Fans who for years longed to see Domino perform such hits as "Blueberry Hill," "Blue Monday," "Ain't That a Shame" and "Walkin' to New Orleans" finally got their wish.
Domino, whose real name is Antoine, lost his home, his pianos, his gold and platinum records, and much of the city he loves during Katrina. He was rescued by boat from his flooded 9th Ward home after the storm struck on Aug. 29, 2005.
Domino last performed in public on Memorial Day 2004 at a casino on the Mississippi Gulf Coast, said Haydee Ellis, a close friend of Domino.
The Tipitina's Foundation, which put on Saturday night's show, is working with such artists as Elton John, Tom Petty, Bonnie Raitt, Willie Nelson, B.B. King and others to record a tribute album of Domino's songs.
Proceeds will benefit the foundation, a nonprofit dedicated to providing the city's public schools with musical instruments and helping artists recover from the hurricane.
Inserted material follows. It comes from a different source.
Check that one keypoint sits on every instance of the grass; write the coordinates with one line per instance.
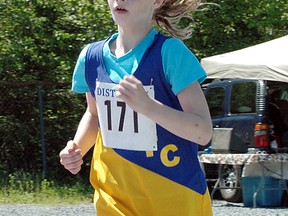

Roughly 25 percent of the proceeds will go toward the restoration of Domino's home, said Bill Taylor, the foundation's executive director.
So far, the house's interior studs and beams have been rid of mold, and workers have begun installing new drywall. The back end of a pink 1959 Cadillac that for years sat in the living area and served as a couch is being restored. The room's walls will be painted to match their pre-storm pink color.
Domino's house is still surrounded by blocks of abandoned homes — many untouched since Katrina. For more than a year, he has been living in a gated community in a New Orleans suburb.
Domino is expected to move back into his 9th Ward home later this year — a sign of hope for many in the heavily devastated neighborhood, which some have said shouldn't be rebuilt.